Le moulin, posé sur le béal, voisine, de l’autre côté de la chaussée, avec une maison de maître – le maître du moulin sans doute, comme on parle ailleurs du maître de forges. Couronnées du même fronton triangulaire, lui-même ponctué en son centre du même oeil-de-boeuf, les façades des deux bâtisses font montre d’une belle symétrie.

 

 

Le fronton triangulaire et l’ordonnance toute classique des façades donnent à penser que ces bâtisses, en leur prime état, datent du XVIIe siècle.

 

 

 

Au pied du moulin, un passage garni d’une balustrade permet d’accéder à la porte principale du bâtiment et de circuler au sec d’une rive à l’autre du béal. Dans la courbe élégante imprimée à ce passage, on distingue au ras de l’eau la bouche, assortie d’une herse, par où l’eau s’engouffre avant de poursuivre son chemin, et au-dessus de cette bouche le système mécanique qui permettait jadis de contrôler l’écluse.   

 

 

Un dernier coup d’oeil à la façade du moulin, à la serrure de la grande porte, puis à la passerelle située à la hauteur de la rue Delcassé. Vue du moulin, la passerelle est plus belle.

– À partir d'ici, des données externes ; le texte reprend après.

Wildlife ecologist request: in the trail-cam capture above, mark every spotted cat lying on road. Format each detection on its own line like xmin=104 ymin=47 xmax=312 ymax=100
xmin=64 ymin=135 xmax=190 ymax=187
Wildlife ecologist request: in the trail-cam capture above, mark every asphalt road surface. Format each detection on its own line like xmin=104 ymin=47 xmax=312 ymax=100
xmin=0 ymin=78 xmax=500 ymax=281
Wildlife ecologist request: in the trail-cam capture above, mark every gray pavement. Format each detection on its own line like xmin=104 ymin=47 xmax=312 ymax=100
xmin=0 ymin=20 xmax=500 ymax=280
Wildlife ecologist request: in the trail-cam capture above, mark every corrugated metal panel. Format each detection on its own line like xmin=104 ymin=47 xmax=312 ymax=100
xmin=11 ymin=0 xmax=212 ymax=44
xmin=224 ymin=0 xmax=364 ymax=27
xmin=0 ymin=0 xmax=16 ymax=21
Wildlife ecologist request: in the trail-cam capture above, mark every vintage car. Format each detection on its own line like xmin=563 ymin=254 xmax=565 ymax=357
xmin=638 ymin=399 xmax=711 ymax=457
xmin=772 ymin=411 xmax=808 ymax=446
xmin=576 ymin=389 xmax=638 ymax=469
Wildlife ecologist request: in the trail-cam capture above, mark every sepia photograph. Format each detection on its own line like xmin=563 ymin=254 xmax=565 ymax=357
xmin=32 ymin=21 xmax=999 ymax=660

La rue du Béal continue maintenant en descente au bord de la façade latérale du moulin.

 

Le bâtiment, tout en longueur, présente de ce côté-ci un aspect sévère, typique de l’architecture des anciennes fabriques. 

 

 

La rue du Béal se termine au foulon, aujourd’hui abandonné. Autrefois industrieux, dédié à la meunerie, au foulonnage, à la tannerie, le quartier du Béal a perdu ses activités anciennes. On n’y cultive plus que l’art des jardins.

Depuis le petit pont du Foulon, l’on aperçoit l’eau du béal qui continue son chemin, entre deux rives escarpées, sur la pente qui descend vers l’Hers.

 

 

Signée d’une main ingénue, une pancarte fixe ici le souvenir de l’ancien foulon. Pour retourner vers le centre de Mirepoix, après cette pancarte, il faut franchir le pont du Foulon et prendre sous les platanes le cours Maréchal de Mirepoix. On se retrouve en quelques pas à la porte d’Aval.

 

Prochain épisode : Le canal du moulin – 3. Vers l’embouchure.

 

Une réflexion au sujet de « Le canal du moulin – 2. Du pont de Raillette au moulin »

  1. Martine Rouche

    Prochain épisode … J’adore ! Tu nous invites à refaire tes promenades, à vraiment regarder Mirepoix, et en plus tu crées un suspens ! Quelle aventure !
    Parmi les légendes qui courent localement, il est celle des pierres tombales qui serviraient d’assises aux passerelles du Béal. J’ai profité d’une période d’assèchement complet (pour nettoyage, me semble-t-il) pour faire des photos. Ce sont de vieilles pierres, il est vrai, mais des marches d’escalier, non des dalles prises à des tombes.